About one in ten kids are in the lowest NAPLAN category. They are the children who are below what we used to call the minimum standard.

But it’s one in three kids from poor families.

It’s one in six in the regions.

And it’s every second kid in the really remote parts of the country.

And most of those kids never catch up. They are part of that increasing number not finishing school.

We have to help them.

And that’s what the agreement I am trying to strike with the States at the moment is about.

Fixing the funding of public schools and tying it to practical reforms.

Things like phonics checks and numeracy checks in Year 1 to identify children who are already behind and need help.

And evidence-based teaching and catch-up tutoring to help them catch up.

All up, I have put $16 billion of additional investment for public schools on the table.

But it is not a blank cheque. It’s tied to things like this.

But reform also doesn’t start there.

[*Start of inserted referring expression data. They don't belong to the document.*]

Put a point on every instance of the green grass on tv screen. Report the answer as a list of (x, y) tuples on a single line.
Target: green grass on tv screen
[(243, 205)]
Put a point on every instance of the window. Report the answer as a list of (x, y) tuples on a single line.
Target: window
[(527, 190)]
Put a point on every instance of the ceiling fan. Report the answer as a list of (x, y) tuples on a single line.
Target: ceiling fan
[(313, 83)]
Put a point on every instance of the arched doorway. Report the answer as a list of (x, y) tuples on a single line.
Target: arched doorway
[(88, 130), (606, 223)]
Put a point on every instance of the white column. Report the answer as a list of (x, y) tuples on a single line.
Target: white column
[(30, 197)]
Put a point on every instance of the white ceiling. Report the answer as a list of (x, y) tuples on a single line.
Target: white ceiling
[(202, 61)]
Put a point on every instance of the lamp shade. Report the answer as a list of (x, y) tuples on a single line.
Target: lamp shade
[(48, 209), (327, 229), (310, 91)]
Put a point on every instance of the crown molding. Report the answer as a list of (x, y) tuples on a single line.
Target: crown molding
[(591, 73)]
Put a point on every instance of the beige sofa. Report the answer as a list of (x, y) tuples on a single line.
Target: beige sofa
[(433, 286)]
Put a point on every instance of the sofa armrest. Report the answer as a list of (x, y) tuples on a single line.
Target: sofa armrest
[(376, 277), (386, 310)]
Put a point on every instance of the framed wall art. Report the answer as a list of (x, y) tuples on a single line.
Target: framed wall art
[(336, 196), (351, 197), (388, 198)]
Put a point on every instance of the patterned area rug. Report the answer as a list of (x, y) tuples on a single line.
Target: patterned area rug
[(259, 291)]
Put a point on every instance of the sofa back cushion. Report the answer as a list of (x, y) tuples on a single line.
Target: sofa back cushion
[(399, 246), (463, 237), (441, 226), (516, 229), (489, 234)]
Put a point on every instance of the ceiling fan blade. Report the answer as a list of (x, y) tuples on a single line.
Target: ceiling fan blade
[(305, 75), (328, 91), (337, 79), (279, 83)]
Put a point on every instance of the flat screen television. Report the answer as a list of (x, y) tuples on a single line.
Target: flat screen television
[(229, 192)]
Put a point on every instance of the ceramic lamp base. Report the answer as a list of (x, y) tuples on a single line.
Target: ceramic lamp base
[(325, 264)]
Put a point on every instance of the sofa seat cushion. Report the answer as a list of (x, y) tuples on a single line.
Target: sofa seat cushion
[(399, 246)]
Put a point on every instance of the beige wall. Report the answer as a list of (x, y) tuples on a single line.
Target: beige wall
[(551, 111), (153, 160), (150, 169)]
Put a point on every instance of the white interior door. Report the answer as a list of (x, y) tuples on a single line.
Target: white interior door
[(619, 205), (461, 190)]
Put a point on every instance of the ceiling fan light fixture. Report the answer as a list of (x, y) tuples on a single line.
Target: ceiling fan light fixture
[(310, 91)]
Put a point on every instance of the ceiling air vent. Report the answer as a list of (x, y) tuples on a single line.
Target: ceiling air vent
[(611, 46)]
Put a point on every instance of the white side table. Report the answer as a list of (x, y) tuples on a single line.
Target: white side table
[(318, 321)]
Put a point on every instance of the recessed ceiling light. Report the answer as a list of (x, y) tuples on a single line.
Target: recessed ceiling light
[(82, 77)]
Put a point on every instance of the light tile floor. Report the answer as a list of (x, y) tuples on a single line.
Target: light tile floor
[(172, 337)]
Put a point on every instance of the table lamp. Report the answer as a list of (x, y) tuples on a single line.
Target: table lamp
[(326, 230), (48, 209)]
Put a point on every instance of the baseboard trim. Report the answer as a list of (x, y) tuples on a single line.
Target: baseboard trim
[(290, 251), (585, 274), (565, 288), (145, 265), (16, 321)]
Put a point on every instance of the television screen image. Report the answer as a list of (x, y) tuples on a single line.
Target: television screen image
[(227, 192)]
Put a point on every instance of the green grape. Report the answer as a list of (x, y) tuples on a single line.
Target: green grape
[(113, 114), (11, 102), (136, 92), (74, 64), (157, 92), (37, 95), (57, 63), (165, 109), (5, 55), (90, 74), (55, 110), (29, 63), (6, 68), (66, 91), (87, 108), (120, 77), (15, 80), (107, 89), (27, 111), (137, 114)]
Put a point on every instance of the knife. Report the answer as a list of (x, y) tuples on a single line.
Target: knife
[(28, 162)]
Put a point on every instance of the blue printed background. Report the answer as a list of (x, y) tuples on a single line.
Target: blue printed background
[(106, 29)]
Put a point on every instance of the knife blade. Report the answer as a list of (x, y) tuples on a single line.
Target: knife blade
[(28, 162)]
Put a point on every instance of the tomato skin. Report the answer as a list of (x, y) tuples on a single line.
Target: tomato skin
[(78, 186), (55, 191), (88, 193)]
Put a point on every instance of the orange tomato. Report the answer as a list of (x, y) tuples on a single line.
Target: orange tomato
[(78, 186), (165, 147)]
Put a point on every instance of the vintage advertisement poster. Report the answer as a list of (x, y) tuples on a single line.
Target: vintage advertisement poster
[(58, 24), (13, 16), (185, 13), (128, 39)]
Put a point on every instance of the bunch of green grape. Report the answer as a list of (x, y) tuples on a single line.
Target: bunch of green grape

We also need to go back further and reform our early education and care system.

The same story I told you about in higher education and school education is happening here.

It’s children from disadvantaged backgrounds and from the regions and the bush who are most likely to miss out.

It’s why I said Western Sydney and the Central West have a bit in common.

It’s not something we whinge about.

It’s not that sort of issue and we are not that sort of people.

We don’t march in the streets about it.

But we also can’t ignore the fact that we live in a country today where still not everyone is getting the same crack.

But we should be.

And that’s what drives me. Changing that.

I am not naïve. None of this is easy.

But most things worth doing aren’t easy. But we need to get started.